Pothole Damage Claims Rarely Succeed (Image 1)

After a long career in state and local government, Mike Rankin knows his way around public bureaucracies. 

But he’s been unable to navigate through a claim against the City of Columbus for car damage from a pothole he hit on Sawmill Road in March.

Rankin says the pothole had been there for several weeks. 

“I hit it and immediately knew I blew that tire,” Rankin said.

His claim against the city for $355 was denied. In a letter to Rankin, a claims investigator with the Department of Public Service wrote that “the party claiming damage must prove that either the City had actual or constructive notice of the pothole and failed to respond in a reasonable amount of time, or responded in a negligent manner or that the City, in a general sense, maintains its roadways negligently. 

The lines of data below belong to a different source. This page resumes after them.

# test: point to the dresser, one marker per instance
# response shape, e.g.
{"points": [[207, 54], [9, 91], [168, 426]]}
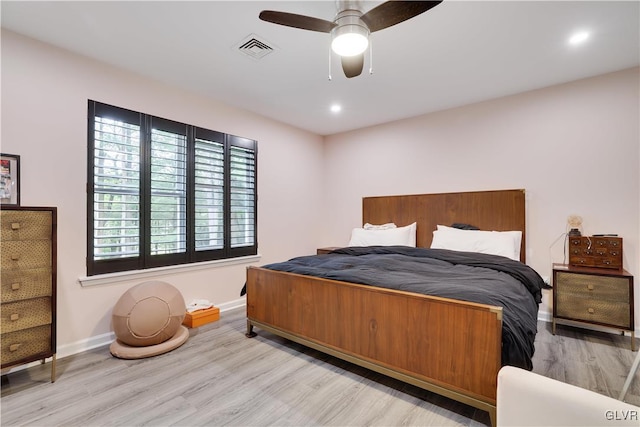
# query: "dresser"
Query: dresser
{"points": [[28, 285], [595, 296]]}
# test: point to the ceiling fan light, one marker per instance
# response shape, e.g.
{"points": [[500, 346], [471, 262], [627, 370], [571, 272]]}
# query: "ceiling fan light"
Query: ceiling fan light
{"points": [[350, 40]]}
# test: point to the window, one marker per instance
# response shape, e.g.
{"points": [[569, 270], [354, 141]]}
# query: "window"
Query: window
{"points": [[163, 193]]}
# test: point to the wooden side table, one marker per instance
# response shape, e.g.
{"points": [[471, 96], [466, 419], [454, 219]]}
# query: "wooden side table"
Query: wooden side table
{"points": [[596, 296]]}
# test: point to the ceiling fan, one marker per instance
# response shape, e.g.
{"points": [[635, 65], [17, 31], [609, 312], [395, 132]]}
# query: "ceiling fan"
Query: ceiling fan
{"points": [[350, 28]]}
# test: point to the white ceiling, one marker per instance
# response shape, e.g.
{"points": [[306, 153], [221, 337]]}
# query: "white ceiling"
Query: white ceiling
{"points": [[457, 53]]}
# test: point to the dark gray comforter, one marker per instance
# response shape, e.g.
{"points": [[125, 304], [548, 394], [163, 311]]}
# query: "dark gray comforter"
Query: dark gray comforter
{"points": [[482, 278]]}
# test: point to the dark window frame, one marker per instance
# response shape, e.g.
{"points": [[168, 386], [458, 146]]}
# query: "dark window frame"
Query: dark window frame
{"points": [[145, 259]]}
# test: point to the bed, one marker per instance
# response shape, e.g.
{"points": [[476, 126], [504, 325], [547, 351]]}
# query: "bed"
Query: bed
{"points": [[450, 346]]}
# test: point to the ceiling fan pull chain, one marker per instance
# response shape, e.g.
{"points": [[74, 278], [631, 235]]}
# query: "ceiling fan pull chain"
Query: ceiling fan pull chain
{"points": [[329, 63], [370, 57]]}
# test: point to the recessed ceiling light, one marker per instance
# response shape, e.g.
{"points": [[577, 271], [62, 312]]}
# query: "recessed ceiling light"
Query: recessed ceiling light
{"points": [[579, 38]]}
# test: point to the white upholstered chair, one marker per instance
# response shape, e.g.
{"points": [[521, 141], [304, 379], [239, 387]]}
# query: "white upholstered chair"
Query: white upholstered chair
{"points": [[528, 399]]}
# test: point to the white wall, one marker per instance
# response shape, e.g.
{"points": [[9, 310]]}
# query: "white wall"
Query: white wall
{"points": [[44, 120], [574, 148]]}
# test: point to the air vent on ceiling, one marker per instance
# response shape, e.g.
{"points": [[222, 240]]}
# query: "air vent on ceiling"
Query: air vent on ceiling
{"points": [[255, 47]]}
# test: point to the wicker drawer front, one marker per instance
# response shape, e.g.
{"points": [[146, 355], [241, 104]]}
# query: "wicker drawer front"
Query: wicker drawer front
{"points": [[25, 225], [600, 287], [25, 254], [25, 314], [25, 343], [24, 284], [592, 310]]}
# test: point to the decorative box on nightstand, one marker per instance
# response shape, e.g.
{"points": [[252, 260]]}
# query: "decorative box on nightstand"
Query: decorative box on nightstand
{"points": [[596, 296]]}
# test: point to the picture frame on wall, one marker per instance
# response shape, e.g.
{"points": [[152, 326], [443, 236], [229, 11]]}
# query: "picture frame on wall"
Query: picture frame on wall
{"points": [[9, 179]]}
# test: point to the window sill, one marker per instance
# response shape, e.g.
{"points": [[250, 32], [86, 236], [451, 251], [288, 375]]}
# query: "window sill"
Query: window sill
{"points": [[124, 276]]}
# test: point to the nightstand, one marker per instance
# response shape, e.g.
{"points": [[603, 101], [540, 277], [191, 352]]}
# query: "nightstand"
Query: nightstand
{"points": [[595, 296]]}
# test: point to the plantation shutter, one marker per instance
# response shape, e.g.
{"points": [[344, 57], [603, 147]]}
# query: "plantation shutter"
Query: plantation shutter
{"points": [[243, 196], [163, 193], [209, 191], [168, 187], [115, 225]]}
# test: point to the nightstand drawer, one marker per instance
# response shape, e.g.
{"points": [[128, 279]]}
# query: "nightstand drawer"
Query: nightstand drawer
{"points": [[25, 314], [24, 284], [593, 310], [25, 343], [25, 225], [601, 287], [25, 254]]}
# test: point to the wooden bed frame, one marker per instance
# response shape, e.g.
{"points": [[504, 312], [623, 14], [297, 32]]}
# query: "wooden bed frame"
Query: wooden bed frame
{"points": [[446, 346]]}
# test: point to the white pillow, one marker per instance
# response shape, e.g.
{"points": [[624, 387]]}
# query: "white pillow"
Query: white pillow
{"points": [[386, 226], [503, 243], [399, 236]]}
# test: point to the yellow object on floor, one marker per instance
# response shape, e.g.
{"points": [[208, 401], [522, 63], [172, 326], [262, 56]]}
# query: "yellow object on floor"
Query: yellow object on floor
{"points": [[201, 317]]}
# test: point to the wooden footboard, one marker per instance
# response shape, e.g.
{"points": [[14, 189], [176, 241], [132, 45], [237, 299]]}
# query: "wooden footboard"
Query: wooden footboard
{"points": [[447, 346]]}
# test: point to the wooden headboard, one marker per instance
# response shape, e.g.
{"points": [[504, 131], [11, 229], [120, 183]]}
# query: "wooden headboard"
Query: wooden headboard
{"points": [[501, 210]]}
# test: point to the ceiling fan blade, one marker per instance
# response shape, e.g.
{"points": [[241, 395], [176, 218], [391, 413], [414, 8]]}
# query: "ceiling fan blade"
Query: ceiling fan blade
{"points": [[352, 65], [297, 21], [394, 12]]}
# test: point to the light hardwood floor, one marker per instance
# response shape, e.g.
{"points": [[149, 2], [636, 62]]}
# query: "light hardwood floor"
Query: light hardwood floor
{"points": [[220, 377]]}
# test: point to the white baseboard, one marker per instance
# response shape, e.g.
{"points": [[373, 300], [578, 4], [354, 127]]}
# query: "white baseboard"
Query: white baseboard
{"points": [[101, 340]]}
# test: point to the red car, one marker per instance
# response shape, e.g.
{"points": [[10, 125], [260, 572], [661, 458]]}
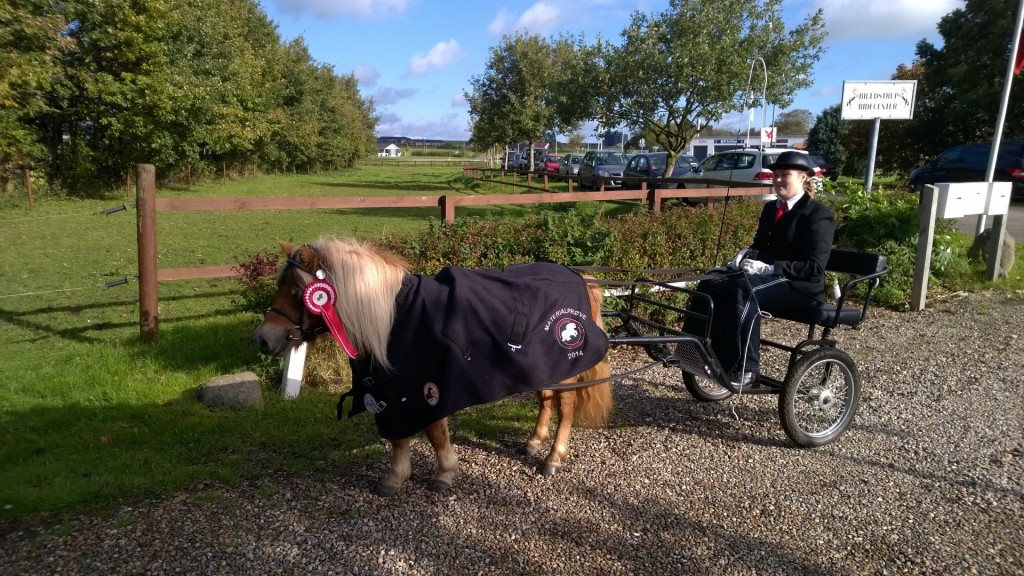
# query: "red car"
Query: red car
{"points": [[549, 164]]}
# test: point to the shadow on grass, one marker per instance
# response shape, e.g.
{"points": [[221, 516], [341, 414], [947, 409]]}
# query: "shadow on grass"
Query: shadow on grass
{"points": [[23, 319]]}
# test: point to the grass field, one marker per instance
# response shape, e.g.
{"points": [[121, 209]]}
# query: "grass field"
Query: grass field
{"points": [[91, 415]]}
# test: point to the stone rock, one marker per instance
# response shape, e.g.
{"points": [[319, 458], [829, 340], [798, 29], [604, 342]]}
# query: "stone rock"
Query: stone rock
{"points": [[979, 250], [231, 391]]}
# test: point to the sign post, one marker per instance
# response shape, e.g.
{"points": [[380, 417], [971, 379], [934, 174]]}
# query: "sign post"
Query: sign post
{"points": [[878, 100]]}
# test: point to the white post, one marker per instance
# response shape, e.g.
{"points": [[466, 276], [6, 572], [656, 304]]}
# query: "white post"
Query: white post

“Based on the calls and records of the 311 call center, all service requests for the pothole located near the intersection of Sawmill Rd and Summer Dr., specifically pothole repair WO#15-007494, was closed due to repairs made within a reasonable time.”

The city says it’s following state law. But Rankin argues that given the heavy volume of traffic on Sawmill Road, including all kinds of city vehicles carrying city employees who were sure to notice the pothole, the city had to have had “constructive” notice.

Rankin says the pothole had been there for weeks and even if no other motorists had called the 311 call center, the city still should have known.

“You have snow plows, you have street repair folks, you have city police and fire that go by there and I can’t imagine that somebody didn’t report that hole,” Rankin says.

But denying claims of pothole damage is something the city is good at. Hundreds of claims have been filed since January 1, 2013 but only one claim, for about $232, has been paid.

The city tells Rankin that if he wants to pursue additional information he’ll have to file public records requests with six different city departments.

“I don’t pay my taxes to six different city agencies,” he said. “I think that’s just unreasonable, number one–and secondly it’s just bad customer service.”